NICE took the action despite agreeing that Evrysdi can be considered a life-extending treatment. In draft guidance earlier this year, NICE turned down the medicine.
The move makes the treatment available to the roughly 1,500 people in England and Wales with SMA. The disease is a progressive neuromuscular condition that leads to muscle weakness, loss of movement and difficulties with breathing and swallowing. Those with the Type 1 form of the disease usually die before reaching the age of 2.
In making its recommendation, NICE acknowledged the severity of the disorder and the attractiveness of the option that Evrysdi provides as an oral treatment. Biogen’s Spinraza, the first among a group of new SMA treatment options, is injected directly into the spinal cord. NICE expanded access to that drug earlier this year.

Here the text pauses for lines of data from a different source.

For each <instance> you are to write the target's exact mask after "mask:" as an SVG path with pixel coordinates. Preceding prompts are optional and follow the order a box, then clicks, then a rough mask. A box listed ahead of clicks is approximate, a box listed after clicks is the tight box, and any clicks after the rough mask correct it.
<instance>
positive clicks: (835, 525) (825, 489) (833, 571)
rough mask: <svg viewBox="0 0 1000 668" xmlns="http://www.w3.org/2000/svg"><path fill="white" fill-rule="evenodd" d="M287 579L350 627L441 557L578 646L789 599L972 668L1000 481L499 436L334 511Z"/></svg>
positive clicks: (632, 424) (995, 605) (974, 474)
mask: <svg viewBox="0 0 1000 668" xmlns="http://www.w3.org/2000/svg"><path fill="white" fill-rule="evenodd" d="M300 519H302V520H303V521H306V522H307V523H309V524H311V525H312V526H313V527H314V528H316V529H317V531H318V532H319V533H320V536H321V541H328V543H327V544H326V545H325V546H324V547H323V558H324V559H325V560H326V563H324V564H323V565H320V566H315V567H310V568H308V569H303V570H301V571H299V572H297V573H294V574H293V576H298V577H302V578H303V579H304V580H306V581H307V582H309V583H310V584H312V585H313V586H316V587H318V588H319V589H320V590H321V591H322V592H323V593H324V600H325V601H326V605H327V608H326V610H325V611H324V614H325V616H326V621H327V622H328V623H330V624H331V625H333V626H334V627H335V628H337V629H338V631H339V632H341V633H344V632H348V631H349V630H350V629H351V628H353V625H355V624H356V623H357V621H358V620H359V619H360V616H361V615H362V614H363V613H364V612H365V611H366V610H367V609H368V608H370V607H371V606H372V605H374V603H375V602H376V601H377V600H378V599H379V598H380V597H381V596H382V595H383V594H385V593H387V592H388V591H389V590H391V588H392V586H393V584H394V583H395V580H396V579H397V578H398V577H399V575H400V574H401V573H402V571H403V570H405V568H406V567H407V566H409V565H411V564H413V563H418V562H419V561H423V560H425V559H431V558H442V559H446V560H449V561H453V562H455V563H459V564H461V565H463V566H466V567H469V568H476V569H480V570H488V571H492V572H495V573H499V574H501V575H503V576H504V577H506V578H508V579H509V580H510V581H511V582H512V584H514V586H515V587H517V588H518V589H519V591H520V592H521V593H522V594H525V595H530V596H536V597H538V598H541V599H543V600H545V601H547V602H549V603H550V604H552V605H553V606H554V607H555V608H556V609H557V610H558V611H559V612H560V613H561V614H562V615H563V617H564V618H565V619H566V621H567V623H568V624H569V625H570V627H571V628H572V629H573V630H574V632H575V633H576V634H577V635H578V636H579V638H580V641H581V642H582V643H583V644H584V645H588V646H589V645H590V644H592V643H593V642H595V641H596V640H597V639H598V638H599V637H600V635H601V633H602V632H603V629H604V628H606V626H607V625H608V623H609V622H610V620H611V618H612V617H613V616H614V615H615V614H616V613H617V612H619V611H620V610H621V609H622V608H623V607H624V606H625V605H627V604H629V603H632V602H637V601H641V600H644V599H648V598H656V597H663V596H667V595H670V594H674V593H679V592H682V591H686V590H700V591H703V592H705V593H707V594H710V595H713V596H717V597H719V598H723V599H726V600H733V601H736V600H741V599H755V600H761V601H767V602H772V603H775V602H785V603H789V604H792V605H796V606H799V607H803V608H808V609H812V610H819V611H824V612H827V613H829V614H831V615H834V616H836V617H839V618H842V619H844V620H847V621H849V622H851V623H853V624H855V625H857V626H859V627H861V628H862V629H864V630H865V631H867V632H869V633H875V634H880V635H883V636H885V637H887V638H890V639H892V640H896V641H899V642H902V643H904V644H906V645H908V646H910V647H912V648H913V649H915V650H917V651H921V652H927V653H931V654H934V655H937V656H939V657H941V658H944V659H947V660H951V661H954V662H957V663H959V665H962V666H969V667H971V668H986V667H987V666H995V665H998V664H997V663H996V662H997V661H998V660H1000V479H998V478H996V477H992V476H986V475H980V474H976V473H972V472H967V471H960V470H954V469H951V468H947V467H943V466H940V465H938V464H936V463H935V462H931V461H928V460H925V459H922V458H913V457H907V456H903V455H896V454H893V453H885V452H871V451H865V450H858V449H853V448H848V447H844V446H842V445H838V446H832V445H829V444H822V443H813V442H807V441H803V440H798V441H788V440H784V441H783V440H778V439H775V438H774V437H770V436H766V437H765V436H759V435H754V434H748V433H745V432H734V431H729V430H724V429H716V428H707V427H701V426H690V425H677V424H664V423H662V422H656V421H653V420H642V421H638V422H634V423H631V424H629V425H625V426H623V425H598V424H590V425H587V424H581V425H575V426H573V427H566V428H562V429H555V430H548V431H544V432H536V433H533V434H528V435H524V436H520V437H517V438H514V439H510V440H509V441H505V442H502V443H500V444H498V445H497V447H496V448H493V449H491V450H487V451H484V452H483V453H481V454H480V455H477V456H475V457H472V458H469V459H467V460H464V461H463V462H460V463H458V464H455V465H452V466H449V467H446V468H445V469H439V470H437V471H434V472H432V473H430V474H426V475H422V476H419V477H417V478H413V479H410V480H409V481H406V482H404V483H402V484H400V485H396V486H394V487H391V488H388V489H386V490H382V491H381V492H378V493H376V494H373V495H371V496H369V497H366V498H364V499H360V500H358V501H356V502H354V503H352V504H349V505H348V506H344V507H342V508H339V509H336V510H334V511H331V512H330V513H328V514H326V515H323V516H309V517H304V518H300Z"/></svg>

The new oral option "should lead to greater adherence to treatment, along with giving access to a treatment to those who aren’t able to have other currently recommended options,” Meindert Boysen, the director of NICE, said in a statement.
Novartis’ Zolgensma, a one-time gene therapy, has been approved for children aged 2 and younger. The company is working to expand the drug’s reach to older patients with a new formulation. Despite its cost of £1.79 million ($2.03 million), it won a NICE recommendation earlier this year, making it the most expensive drug ever sanctioned by the organization.